Who writes better short stories?

Who writes better short stories?

Gogol
Hawthorne
Hoffman

akutagawa comes close

waiting for someone to write Hemingway so I can respond with a demented wojak

Carver

Borges shits on pretty much every ss wroter.

Kafka
Chekhov
Döblin
And personally I really like Kaschnitz

Hemingway

Borges is hamstrung by the fact that he only writes about ideas and fails to understand people

Good post

...

Does the English language have such a wide variet in (not abstract) prose like Germans have with von Kleist?
I doubt you can properly translate Kleist without much of the telling getting lost.
One of the most interesting Short story writers I have read and his influence is definetly felt in later writers, for example Kafka.
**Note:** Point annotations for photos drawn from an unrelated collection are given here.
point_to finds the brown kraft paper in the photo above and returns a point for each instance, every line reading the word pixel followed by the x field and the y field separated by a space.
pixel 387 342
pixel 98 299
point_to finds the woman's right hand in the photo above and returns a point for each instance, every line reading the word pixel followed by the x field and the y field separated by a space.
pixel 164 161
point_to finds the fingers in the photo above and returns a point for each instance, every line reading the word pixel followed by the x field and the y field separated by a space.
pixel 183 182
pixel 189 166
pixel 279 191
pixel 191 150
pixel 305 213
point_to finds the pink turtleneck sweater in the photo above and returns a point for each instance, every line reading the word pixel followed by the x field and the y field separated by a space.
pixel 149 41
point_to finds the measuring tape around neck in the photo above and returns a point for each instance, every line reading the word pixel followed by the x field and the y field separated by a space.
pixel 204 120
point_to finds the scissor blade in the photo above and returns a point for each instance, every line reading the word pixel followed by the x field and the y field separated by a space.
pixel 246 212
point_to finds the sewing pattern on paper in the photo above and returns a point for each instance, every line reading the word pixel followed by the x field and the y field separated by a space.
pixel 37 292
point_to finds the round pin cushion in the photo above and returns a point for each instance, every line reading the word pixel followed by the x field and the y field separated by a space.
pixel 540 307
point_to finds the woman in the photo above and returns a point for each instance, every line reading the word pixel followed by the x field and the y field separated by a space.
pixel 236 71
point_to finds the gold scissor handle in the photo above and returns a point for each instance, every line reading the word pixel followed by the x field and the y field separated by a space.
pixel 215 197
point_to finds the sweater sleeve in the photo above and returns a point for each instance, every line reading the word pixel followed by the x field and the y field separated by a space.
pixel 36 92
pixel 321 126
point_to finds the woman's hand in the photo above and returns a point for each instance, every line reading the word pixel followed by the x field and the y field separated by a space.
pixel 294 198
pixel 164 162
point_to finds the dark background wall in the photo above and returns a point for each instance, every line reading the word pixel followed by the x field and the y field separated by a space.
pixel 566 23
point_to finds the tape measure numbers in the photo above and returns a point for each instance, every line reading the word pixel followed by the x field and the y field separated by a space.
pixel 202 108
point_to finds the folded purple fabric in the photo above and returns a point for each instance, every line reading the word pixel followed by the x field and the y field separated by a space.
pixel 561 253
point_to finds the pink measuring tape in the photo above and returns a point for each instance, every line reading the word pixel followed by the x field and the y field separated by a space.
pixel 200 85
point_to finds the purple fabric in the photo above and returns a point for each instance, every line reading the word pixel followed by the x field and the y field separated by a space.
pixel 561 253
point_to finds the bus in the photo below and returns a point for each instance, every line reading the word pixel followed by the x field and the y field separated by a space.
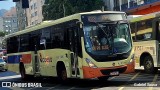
pixel 145 31
pixel 84 45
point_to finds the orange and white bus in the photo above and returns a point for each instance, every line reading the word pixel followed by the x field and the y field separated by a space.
pixel 84 45
pixel 145 31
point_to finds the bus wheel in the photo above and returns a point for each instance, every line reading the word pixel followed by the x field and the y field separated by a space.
pixel 104 78
pixel 62 74
pixel 148 65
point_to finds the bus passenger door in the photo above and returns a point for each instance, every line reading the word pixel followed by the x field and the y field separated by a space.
pixel 157 32
pixel 73 39
pixel 36 61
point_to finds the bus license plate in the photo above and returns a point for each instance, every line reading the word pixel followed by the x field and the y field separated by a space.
pixel 114 73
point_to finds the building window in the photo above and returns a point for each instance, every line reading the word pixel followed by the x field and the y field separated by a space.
pixel 35 13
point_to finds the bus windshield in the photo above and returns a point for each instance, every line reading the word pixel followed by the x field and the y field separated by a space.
pixel 104 38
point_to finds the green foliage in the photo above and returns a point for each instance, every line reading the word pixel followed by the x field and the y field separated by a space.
pixel 54 9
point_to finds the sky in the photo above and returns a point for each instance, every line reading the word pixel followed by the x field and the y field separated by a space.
pixel 6 4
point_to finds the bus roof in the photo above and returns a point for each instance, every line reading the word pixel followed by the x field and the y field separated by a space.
pixel 144 17
pixel 54 22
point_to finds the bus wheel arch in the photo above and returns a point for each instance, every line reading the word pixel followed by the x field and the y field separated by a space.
pixel 61 71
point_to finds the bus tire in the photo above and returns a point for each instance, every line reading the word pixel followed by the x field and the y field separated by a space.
pixel 62 74
pixel 148 65
pixel 104 78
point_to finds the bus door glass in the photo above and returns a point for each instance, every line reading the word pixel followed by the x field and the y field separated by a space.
pixel 34 45
pixel 157 33
pixel 73 41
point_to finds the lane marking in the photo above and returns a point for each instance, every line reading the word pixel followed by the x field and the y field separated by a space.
pixel 106 80
pixel 153 82
pixel 122 87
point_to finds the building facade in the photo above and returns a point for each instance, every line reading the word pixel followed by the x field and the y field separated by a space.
pixel 31 15
pixel 134 7
pixel 10 21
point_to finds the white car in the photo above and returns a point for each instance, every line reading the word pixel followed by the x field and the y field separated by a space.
pixel 3 65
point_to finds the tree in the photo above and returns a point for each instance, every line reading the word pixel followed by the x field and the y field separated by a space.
pixel 54 9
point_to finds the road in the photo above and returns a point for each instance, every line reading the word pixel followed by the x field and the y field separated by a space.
pixel 138 80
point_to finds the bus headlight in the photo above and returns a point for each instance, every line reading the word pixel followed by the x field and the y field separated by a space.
pixel 90 63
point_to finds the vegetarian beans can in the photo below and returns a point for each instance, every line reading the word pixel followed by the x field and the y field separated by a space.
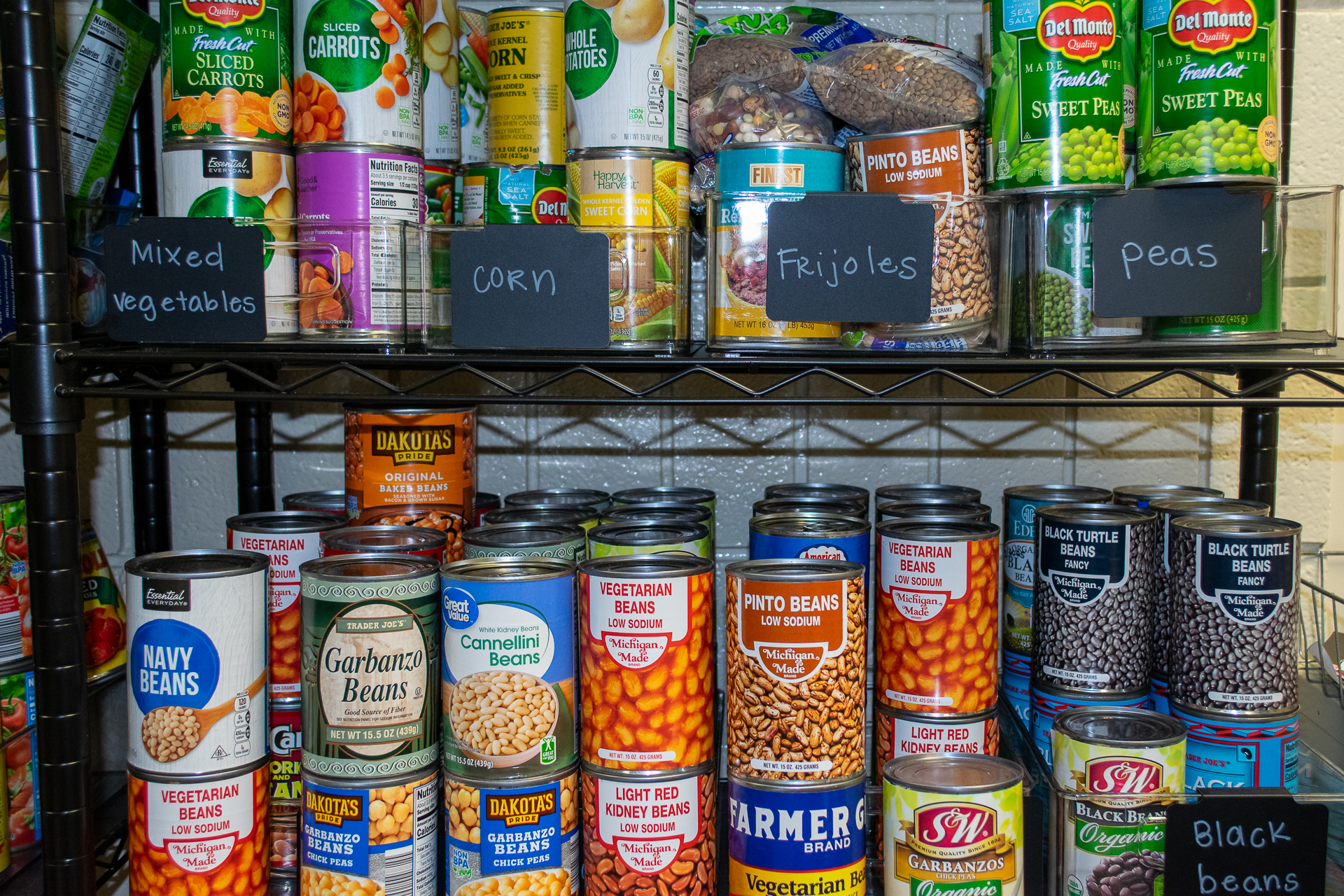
pixel 526 85
pixel 226 70
pixel 289 539
pixel 797 837
pixel 561 540
pixel 1019 561
pixel 937 647
pixel 952 824
pixel 371 222
pixel 371 644
pixel 1093 613
pixel 1234 637
pixel 508 666
pixel 797 669
pixel 210 179
pixel 371 836
pixel 412 466
pixel 198 662
pixel 1060 94
pixel 358 73
pixel 220 849
pixel 1128 758
pixel 505 839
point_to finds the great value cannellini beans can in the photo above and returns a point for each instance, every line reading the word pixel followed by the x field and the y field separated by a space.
pixel 647 662
pixel 797 645
pixel 952 824
pixel 197 625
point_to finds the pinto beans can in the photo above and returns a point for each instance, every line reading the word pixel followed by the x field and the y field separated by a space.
pixel 371 641
pixel 647 662
pixel 412 468
pixel 508 666
pixel 797 669
pixel 289 539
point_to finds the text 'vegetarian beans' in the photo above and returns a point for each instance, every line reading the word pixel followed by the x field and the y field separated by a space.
pixel 1234 613
pixel 654 833
pixel 1093 614
pixel 797 669
pixel 647 662
pixel 939 615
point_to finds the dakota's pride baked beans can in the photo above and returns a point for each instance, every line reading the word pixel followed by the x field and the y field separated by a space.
pixel 412 466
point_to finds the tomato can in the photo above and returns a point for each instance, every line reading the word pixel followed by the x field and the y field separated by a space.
pixel 412 466
pixel 289 539
pixel 198 662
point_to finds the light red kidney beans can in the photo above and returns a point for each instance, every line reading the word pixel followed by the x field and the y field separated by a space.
pixel 288 538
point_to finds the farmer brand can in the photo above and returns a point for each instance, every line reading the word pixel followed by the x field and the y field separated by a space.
pixel 198 662
pixel 371 641
pixel 508 666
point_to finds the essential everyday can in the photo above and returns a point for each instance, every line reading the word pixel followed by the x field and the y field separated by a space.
pixel 198 662
pixel 647 662
pixel 371 643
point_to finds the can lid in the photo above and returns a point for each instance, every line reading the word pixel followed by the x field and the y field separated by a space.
pixel 953 773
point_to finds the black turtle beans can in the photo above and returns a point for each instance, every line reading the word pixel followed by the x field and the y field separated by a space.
pixel 371 654
pixel 1093 613
pixel 1234 638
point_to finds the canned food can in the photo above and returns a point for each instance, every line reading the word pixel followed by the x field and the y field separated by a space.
pixel 375 836
pixel 211 179
pixel 650 536
pixel 226 841
pixel 507 839
pixel 1047 703
pixel 412 466
pixel 198 662
pixel 1128 758
pixel 1234 597
pixel 769 818
pixel 561 540
pixel 417 540
pixel 961 808
pixel 647 662
pixel 1238 748
pixel 508 666
pixel 657 825
pixel 503 194
pixel 363 86
pixel 371 643
pixel 526 85
pixel 752 176
pixel 1093 610
pixel 799 628
pixel 105 612
pixel 372 222
pixel 226 71
pixel 289 539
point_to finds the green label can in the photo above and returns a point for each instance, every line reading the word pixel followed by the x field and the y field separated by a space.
pixel 1209 92
pixel 1062 93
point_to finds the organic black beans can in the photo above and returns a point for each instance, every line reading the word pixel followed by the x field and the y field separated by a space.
pixel 1093 610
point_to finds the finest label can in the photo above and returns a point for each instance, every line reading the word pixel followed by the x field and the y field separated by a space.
pixel 797 641
pixel 526 80
pixel 512 837
pixel 226 70
pixel 508 666
pixel 198 662
pixel 371 643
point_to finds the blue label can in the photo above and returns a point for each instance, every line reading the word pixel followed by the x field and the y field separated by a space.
pixel 1240 748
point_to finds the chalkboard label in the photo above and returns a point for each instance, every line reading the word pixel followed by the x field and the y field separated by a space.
pixel 186 280
pixel 1246 840
pixel 531 286
pixel 1186 250
pixel 850 257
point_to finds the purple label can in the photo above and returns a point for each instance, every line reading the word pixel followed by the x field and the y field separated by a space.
pixel 359 277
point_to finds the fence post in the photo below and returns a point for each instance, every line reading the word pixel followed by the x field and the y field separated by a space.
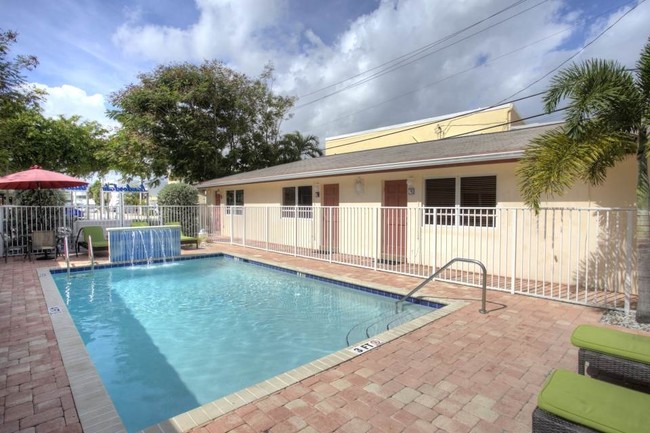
pixel 232 224
pixel 266 225
pixel 513 239
pixel 243 215
pixel 379 238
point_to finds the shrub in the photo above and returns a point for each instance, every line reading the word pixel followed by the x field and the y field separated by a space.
pixel 178 194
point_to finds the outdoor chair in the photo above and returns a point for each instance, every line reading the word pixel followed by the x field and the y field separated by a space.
pixel 5 245
pixel 569 402
pixel 621 356
pixel 185 240
pixel 98 239
pixel 43 242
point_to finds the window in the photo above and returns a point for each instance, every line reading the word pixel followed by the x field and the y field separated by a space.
pixel 441 194
pixel 473 194
pixel 235 198
pixel 297 199
pixel 476 193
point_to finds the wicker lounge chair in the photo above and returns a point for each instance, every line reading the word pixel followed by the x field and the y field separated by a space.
pixel 569 402
pixel 96 233
pixel 42 242
pixel 621 356
pixel 185 240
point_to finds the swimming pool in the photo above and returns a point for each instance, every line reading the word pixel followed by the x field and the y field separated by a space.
pixel 169 338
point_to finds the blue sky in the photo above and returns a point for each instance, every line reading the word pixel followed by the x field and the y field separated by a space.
pixel 91 48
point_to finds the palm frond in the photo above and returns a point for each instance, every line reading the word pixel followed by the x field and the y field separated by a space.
pixel 550 166
pixel 595 89
pixel 555 161
pixel 643 74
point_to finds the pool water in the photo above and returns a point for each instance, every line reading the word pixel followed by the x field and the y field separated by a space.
pixel 168 338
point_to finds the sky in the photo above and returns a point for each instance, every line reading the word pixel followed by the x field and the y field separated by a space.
pixel 352 64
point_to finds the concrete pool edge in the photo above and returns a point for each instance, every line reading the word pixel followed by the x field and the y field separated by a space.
pixel 97 412
pixel 95 409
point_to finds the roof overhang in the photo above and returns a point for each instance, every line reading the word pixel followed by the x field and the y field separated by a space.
pixel 394 166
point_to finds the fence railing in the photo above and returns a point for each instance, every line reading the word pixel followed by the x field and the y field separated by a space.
pixel 579 255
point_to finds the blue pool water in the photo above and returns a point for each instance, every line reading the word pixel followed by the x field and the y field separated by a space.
pixel 169 338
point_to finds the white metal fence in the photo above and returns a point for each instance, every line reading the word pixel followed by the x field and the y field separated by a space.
pixel 584 256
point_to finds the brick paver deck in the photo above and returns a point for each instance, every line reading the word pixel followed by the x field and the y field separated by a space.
pixel 466 372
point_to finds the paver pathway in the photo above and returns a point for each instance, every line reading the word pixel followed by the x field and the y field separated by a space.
pixel 465 372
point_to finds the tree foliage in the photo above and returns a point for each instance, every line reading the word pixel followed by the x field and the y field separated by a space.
pixel 40 197
pixel 27 137
pixel 196 122
pixel 606 121
pixel 294 146
pixel 15 94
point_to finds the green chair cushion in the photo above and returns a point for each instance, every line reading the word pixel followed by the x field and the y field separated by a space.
pixel 595 404
pixel 184 239
pixel 612 342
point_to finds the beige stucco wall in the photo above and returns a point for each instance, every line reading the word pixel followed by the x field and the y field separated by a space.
pixel 424 130
pixel 617 191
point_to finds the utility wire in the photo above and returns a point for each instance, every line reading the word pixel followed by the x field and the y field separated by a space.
pixel 580 51
pixel 472 68
pixel 502 102
pixel 411 59
pixel 416 51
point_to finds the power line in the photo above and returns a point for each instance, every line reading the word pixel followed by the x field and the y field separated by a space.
pixel 418 50
pixel 411 59
pixel 580 51
pixel 502 102
pixel 476 67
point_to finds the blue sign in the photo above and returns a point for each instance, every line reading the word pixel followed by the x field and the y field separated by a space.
pixel 113 187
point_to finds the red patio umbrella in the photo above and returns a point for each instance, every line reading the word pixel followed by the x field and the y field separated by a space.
pixel 37 178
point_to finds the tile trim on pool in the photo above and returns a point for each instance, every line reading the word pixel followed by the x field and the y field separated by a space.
pixel 336 282
pixel 95 408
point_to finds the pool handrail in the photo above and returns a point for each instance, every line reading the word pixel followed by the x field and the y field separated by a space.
pixel 483 310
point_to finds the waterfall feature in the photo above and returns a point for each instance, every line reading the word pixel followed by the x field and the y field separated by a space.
pixel 136 244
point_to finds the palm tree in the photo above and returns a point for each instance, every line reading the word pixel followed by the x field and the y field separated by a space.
pixel 295 146
pixel 606 121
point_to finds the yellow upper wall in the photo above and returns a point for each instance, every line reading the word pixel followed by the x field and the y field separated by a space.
pixel 425 130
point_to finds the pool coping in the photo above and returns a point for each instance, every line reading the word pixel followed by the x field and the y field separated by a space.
pixel 96 410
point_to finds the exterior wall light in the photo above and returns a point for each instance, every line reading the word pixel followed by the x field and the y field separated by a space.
pixel 359 186
pixel 410 187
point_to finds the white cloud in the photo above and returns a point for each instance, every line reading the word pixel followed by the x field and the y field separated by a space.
pixel 69 100
pixel 479 71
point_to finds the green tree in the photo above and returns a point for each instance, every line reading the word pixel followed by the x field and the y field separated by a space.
pixel 294 146
pixel 27 137
pixel 15 94
pixel 61 144
pixel 196 123
pixel 606 121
That’s like saying dark chocolate sucks because it’s not sweet. If you want sweet, eat milk chocolate.

Classic Kleist

Robert Walser
Flannery O'Connor
Lydia Davis
70s-era Stephen King
Kafka
Beckett
Russell Edson
Harlan Ellison

>Lydia Davis
I hope this is bait

I like her work, blow me.

How can you stand her tesious rhythm? All her sentences are roughly the same length. It's one thing to write plainly, but she's just monotonous. Especially given her subject matter.

Chekhov
Akutagawa
Maupassant

>All her sentences are roughly the same length

That has to be the most banal criticism I've ever read. Anyway, she has a particularly idiosyncratic style that I like, and I've always been interested in super-short fiction. She has a knack for boiling a story down to its barest elements, especially in her more recent works, and she's a damn fine translator to boot.

>boiling a story down to its barest elements
So does (will) a robot, which if what she sounds like.
>damn fine translator
She shat on Proust with her shitty hackjob. I can't stand that woman and her idiot syncrasies.

I've never understood what's so great von Kleist. Give me one story of his that I should reread to change my mind.

Her Proust translation is universally critically acclaimed but you do you, dude.

She's an objectively terrible translator and it wasn't a criticism. I was literally asking how you could stand something monotonous. But I guess it's because you have a weak mind.

No it's not.

Das Erdbeben in Chile.

actually if you want more on why his Prose is so great read "Michael Koolhaas", though it is a longer read than "Das Erdbeben in Chili".

Never seen insecurities so blatantly projected in the wild. It's cute in a pitiable way.

he just has that flaw, or mark of ouvre. i love borges, but you wont be able to understand the human through him. he provides top entertainment though.